De baron giechelde in zijn glas rode wijn. ‘Nee, eigenlijk niet’.

Dat Lichtfield Hans-Heinrich baron Thyssen-Bornemisza de Kaszón in de jaren ’90 zo uitgebreid te spreken kreeg in zijn villa aan de Costa Brava, was volgens hem vooral te danken aan de voorliefde van de baron voor rode wijn. Litchfield: ‘Heini woonde met zijn vijfde vrouw Carmen ‘Tita’ Cervera, een voormalige Spaanse schoonheidskoningin, in een villa die de vorige echtgenoot van Tita, Tarzan-acteur Lex Barker, had laten bouwen. Hij zat verlegen om gezelschap, want dan mocht hij van zijn echtgenote meer vino tinto drinken. Naarmate hij meer dronk, werd hij loslippiger. Hij was geestig en charmant, maar nam het ook niet al te nauw met de waarheid. Via zijn dochter was ik met hem in contact gekomen om zijn biografie te schrijven, maar het werd me al snel duidelijk dat de baron meer geïnteresseerd was in het proces van zijn biografie uitbesteden dan aan in het daadwerkelijke schrijven ervan. Ik schat dat hij minstens vijf andere schrijvers ook opdracht heeft gegeven voor zijn hagiografie, en uiteindelijk verscheen er geen enkele’. Ook niet die van Litchfield, die zijn opdracht weliswaar in 2001, een jaar voor de dood van de baron, vervulde, maar dat manuscript zag nooit het daglicht.

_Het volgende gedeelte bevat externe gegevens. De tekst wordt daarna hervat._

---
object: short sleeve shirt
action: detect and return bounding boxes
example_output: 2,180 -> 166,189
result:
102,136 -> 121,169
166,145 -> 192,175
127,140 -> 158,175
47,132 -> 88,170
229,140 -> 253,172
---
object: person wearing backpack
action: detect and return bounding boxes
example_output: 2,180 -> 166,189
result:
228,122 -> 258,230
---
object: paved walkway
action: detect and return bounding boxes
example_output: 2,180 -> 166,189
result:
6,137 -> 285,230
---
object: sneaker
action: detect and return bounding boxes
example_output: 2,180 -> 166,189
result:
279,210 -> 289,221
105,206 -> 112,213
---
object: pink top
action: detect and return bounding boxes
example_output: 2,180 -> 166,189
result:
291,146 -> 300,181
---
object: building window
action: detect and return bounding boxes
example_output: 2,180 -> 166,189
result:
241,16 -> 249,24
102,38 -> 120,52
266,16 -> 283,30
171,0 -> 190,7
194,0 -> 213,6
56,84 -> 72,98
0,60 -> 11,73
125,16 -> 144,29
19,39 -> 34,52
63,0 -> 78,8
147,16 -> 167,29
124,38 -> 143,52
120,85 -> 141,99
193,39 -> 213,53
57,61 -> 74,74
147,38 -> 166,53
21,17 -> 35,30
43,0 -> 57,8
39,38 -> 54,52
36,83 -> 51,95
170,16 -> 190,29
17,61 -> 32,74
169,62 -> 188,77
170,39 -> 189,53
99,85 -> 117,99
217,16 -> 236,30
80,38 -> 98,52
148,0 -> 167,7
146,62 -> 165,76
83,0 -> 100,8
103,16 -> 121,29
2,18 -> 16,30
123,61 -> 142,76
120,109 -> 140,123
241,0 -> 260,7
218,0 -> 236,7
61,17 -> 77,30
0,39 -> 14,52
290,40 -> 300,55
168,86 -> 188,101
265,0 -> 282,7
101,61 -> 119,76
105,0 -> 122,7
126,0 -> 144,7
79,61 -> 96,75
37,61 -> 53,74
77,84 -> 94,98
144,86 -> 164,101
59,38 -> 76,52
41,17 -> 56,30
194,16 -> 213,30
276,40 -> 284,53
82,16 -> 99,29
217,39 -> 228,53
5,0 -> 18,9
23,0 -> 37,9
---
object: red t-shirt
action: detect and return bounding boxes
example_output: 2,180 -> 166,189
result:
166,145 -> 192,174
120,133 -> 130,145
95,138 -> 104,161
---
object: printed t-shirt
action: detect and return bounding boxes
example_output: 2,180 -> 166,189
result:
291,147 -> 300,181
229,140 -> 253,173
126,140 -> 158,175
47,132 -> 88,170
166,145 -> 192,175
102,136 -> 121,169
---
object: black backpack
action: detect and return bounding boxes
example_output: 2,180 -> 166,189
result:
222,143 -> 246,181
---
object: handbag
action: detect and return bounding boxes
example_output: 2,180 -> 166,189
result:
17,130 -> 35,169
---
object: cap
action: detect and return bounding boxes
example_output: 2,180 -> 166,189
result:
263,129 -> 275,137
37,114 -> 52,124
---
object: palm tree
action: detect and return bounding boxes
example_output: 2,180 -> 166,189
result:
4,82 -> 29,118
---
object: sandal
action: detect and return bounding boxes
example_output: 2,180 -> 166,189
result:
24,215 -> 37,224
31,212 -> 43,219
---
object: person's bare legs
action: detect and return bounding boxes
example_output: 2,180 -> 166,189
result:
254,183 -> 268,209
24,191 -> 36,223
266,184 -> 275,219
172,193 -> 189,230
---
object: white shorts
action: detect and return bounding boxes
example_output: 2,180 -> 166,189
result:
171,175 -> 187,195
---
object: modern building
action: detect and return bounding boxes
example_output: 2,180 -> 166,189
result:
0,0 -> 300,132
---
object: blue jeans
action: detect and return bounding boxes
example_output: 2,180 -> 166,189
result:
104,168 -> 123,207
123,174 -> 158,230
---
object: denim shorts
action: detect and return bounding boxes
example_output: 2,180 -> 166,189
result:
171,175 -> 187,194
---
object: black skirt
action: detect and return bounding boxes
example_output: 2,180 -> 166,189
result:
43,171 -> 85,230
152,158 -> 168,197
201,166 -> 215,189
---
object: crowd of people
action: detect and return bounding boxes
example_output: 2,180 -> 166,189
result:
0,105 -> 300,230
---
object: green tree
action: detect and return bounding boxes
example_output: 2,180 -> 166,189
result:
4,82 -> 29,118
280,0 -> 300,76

Na de dood van Thyssen zette Litchfield zich samen met de Duitse onderzoekster Caroline Schmitz tot een geschiedschrijving van de hele Thyssen-dynastie op basis van de talrijke onthullingen die de baron hem had gedaan. Het boek werd door critici onthaald als éen handboek voor revolutie’. Litchfield: ‘Ik denk dat Heini echt in zijn maag zat met datgene wat zijn familie had uitgespookt en dat hij zijn kant van het verhaal echt kwijt wilde. Ik denk dat hij zijn familie wilde straffen voor hun ongeremde hebzucht’.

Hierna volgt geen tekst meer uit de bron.